Ectopic B-cell follicle-like structures (ELS) are found in the meninges of patients with secondary progressive multiple sclerosis (SPMS). Because cells expressing the transcriptional regulator retinoic acid receptor-related orphan receptor-γt (RORγt) and producing interleukin 17 (IL17), e.g. T helper 17 cells and lymphoid tissue inducer (LTi) cells, have been implicated in the formation of ELS, we studied RORγt and IL17 expression in brain tissue from patients with SPMS an assessed their relationships to immune infiltrates and meningeal ELS. By immunohistochemistry, small numbers of RORγt-positive cells were detected in the meninges of 6 of 12 SPMS cases analyzed. RORγt-positive cells were localized in B-cell follicles or aggregates and nearby diffuse meningeal infiltrates, and predominantly co-expressed CD3. Only a few RORγt-positive, CD3-negative cells were observed, suggesting the presence of group 3 innate lymphoid cells, which comprise the LTi cell subset. Some IL17-positive cells, co-expressing in part RORγt and predominantly CD3, were found in meningeal B-cell follicles from 4 SPMS cases. Rare RORγt-positive and IL17-positive cells were detected in white matter. Gene expression analysis of laser dissected meningeal infiltrates and white matter lesions confirmed low frequencies and virtual absence of RORγt and IL17 signals, respectively. Thus, there is selective migration or survival of RORγt-positive cells in MS patient meninges and an association of these cells with ELS.
B cell activity has long since been recognized in MS; whether it be relapsing MS or progressive MS. Oligoclonal bands in the spinal fluid account for over 90% of MS cases, with the pattern II demyelinating lesion (with a prominent deposition of antibodies and complement) being the most common lesion subtype, cements their importance. To set up shop anywhere in the body, B cells build a community (scientific name = ectopic lymphoid-like structures/ELS). By achieving their community they can sustain immune responses locally - pretty simple really ("the general who wins the battle makes many calculations in his temple before the battle is fought" - Art of War). Such a requirement is fundamental when fighting infections or curtailing tumor spread, but bad news if you're going to develop an autoimmune disorder.

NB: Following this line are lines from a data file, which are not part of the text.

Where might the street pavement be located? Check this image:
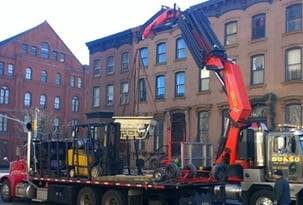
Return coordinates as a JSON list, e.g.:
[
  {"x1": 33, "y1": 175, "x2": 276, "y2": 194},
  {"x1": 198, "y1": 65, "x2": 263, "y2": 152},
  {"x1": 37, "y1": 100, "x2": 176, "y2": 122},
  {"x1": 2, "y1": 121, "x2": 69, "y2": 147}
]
[{"x1": 0, "y1": 169, "x2": 241, "y2": 205}]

In MS, there is prominent inflammation in the brain meninges (the covering of the brain), and is hallmarked by the formation of ELS which aggravate the pathology in the adjacent brain tissue. The formation of these sites is the same as the pathways involved in the neogenesis of lymphoid tissue during development (see Figure above). Recently, experimental work have linked Th17 cells (a subset of CD4+ T lymphocytes involved in host defense) with lymphoid tissue neogenesis in the meninges of mice with EAE (Pikor NB et al. Integration of Th17- and lymphotoxin-derived signals initiates meningeal-resident stromal cell re-modeling to propagate neuroinflammation. Immunity 2015;43:1160–73). An effector marker of these Th17 cells is the expression of the transcriptional regulator retinoic acid receptor-related orphan receptor-γt (RORγt). It is not known whether RORγt-expressing cells may be involved in lymphoid neogenesis in the CNS of MS cases. And this is what Serafini et al. were looking at, specifically in SPMS. Why? Because there is extensive (~40%) inflammation in meninges of SPMS cases associated with the formation of ELS. And, not surprisingly they demonstrate that the frequency of RORγt-expressing Th17 cells are higher inside and in proximity to meningeal ELS.
Since meningeal ELS have been associated with more severe cortical damage in MS, understanding their formation will be important in developing new treatment targets in MS. Whatever is developed it may need to be delivered intrathecally to avoid the systemic complications and to improve efficacy.